Fast forward..... we moved to a new home. A fixer upper in a town that the value of the house would increase substantially once we did all the work. This was part of our 15 year retirement plan. 
Slowly I started to notice little things like his rules with the kids got harder, and if broken consequences got harder.. no wiggle room. He wanted my full attention 24/7 which he had.. but somehow he felt it wasn't. Then I couldn't do anything right... . complained about how I greeted him in the morning... or when I got home from work.. or how easy I was on the kids... or I spent too much time on my phone talking with my friends. The fighting increased and his temper became volatile. When I wasn't with him he texted me constantly. If I didn't agree with him he got maaadddd. 
I reached out to the family therapist. She said "thank god you finally see it" "I couldn't say anything because I was your family therapist not yours" 
Basically he is controlling. I didn't see it for a long time because he was so amazing and pulled my life together and was so kind and loving I couldn't see anything else.
💔
So now my eyes are open... and I see it clear... he is controlling and mentally abusive. ripped my self esteem to pieces and my self worth lost 90% of its value.
I brought this to his attention in the hope we could work through it. I asked... then begged him to go to marriage counseling. His answer was "lets do a 7 day trial to see if we can get along" What is that? Am I on an interview to save our marriage???
Fast forward again....refused marriage counseling. I told him I could not stay in our marriage without it... so his choice.... we are getting divorced. WHAT??? Really????
Our new fixer upper, now just finished and beautiful is up for sale and the divorce is moving forward. This literally happened over night. He shows no emotion other than focus on getting everything done and move on. I'm on an emotional roller coaster. I'm mad one day, hysterically crying the next, determined the next. He tells me i'm all over the place and an mentally unstable because my moods change so quick. WHAT??? I'm grieving. No emotion from him.. none. I've begged him to try again.... nothing!!!!
So now, here I am trying to figure out how to move on with my two teenage girls and support us. I'm financially in a better position but its tight. Scared to death... want to teach my girls to be strong women... not to depend on others... not to let people teach you badly. 
He recommended me sell my rings for a down payment until we can sell the house. So I inquire about it. Now all of a sudden he's broken hearten that I would sell the diamond. Hes showing more sadness over that than he ever shown over the death of our marriage, 
He still tells me things like... when I'm out wants to know where I am, thinks I'm with another man. Tells me this was my choice, I moved out of the bed and he's like your avoiding me.... we can still remain friends and keep this amicable and watch TV together. UGH.. Passive aggressive.
He is the true definition of a narcissistic psychopath. He would rather lose everything we built than look at himself.
Yet... i'm dying.... I love him... I need him.... the old him. I'm scared to death going on my own with my kids... they have been through so much change and instability. My emotional roller coaster continues... I NEED to survive this.... I need to get strong and do this.... My husband disappeared in front of my eyes. No remorse, no fear, no doubt, no regret... NOTHING.... Who is this man I married LESS than 1 year ago. 💔

Thank you for taking the time to read this.. I know it was very long.


----------



## fencewalker (Apr 17, 2020)

How long did you two know each other before getting married?


----------



## LisaDiane (Jul 22, 2019)

This is textbook Narcissism -- you fell in love with an illusion...he was NEVER the man he pretended to be. He probably never even really loved you in the normal sense of the word, because he doesn't know HOW to connect with people in a normally loving way. It's important for you to know that NONE of this has anything to do with YOU...it's all because of his dysfunction!

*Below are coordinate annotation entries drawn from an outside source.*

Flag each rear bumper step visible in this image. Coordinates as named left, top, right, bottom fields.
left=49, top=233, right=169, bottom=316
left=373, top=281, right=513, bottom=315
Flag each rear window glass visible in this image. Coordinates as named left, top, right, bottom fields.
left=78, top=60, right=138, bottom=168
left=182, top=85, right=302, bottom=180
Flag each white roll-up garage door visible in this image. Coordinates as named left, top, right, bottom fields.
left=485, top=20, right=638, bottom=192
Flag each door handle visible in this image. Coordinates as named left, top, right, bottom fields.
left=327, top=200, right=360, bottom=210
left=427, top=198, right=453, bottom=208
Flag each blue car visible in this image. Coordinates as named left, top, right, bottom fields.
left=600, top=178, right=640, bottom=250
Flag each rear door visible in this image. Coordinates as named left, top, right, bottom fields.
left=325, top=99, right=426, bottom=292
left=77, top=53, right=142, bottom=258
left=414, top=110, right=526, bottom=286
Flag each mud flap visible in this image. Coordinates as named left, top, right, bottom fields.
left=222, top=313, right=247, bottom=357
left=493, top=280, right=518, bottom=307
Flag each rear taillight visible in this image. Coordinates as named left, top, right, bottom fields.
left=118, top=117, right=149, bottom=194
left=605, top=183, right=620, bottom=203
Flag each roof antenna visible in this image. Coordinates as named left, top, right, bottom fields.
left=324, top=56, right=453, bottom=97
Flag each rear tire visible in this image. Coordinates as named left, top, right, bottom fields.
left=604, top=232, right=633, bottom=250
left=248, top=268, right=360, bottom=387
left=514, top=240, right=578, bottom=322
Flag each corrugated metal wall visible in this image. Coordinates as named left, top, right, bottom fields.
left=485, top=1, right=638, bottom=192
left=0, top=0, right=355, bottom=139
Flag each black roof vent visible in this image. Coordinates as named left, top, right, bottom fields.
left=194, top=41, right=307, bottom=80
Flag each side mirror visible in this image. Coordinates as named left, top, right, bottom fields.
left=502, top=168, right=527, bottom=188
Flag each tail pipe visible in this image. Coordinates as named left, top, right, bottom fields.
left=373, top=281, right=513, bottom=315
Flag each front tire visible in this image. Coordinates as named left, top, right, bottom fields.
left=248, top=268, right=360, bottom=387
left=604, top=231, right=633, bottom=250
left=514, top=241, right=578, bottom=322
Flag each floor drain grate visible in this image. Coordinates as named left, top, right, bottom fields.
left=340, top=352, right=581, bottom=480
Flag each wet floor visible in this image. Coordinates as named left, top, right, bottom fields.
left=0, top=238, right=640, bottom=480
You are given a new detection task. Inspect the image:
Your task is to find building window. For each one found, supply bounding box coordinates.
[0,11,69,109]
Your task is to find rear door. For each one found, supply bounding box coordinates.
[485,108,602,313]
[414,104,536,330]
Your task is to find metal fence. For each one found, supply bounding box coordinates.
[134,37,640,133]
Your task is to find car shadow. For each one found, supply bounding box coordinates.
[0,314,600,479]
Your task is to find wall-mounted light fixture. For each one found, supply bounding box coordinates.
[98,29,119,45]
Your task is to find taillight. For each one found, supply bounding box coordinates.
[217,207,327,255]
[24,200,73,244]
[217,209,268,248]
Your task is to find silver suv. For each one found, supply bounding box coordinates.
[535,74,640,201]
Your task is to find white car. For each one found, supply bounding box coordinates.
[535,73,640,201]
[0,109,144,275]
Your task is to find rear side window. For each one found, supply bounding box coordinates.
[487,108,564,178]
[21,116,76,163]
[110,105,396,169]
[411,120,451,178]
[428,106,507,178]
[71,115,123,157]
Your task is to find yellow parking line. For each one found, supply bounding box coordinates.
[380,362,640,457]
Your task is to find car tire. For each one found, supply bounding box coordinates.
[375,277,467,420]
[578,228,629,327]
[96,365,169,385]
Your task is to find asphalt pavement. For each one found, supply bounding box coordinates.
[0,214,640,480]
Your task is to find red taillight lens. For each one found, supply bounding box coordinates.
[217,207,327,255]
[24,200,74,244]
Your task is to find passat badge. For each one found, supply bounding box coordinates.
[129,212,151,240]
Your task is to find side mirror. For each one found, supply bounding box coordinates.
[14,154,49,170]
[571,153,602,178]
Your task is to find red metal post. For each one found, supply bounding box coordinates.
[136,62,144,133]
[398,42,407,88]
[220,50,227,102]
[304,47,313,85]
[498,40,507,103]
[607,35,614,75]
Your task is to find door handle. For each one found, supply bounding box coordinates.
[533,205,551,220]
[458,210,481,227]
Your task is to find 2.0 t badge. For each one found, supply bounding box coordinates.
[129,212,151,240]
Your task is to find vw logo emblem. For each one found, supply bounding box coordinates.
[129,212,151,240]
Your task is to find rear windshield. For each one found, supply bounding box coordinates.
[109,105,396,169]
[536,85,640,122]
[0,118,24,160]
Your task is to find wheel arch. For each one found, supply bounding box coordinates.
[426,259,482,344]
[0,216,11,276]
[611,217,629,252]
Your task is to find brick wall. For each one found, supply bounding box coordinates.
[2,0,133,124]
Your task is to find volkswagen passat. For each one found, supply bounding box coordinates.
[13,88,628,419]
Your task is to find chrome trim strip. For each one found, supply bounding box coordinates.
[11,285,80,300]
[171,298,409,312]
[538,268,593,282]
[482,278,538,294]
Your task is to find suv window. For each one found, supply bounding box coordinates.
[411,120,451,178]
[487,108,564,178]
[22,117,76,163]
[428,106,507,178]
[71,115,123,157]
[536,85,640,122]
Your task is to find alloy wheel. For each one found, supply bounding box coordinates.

I'm SO sorry you are going through this!!! I'm sure the sorrow and confusion are very difficult to deal with!

Here is an article that might give you some understanding and support with what you are going through right now...in fact, her whole blog is fantastic!!



https://blog.melanietoniaevans.com/the-narcissistic-mirage-coming-to-grips-with-who-they-really-are/



Take care of yourself and your kids, and post here for support and to stay grounded...!!


----------



## MBBella (Jun 5, 2020)

fencewalker said:


> How long did you two know each other before getting married?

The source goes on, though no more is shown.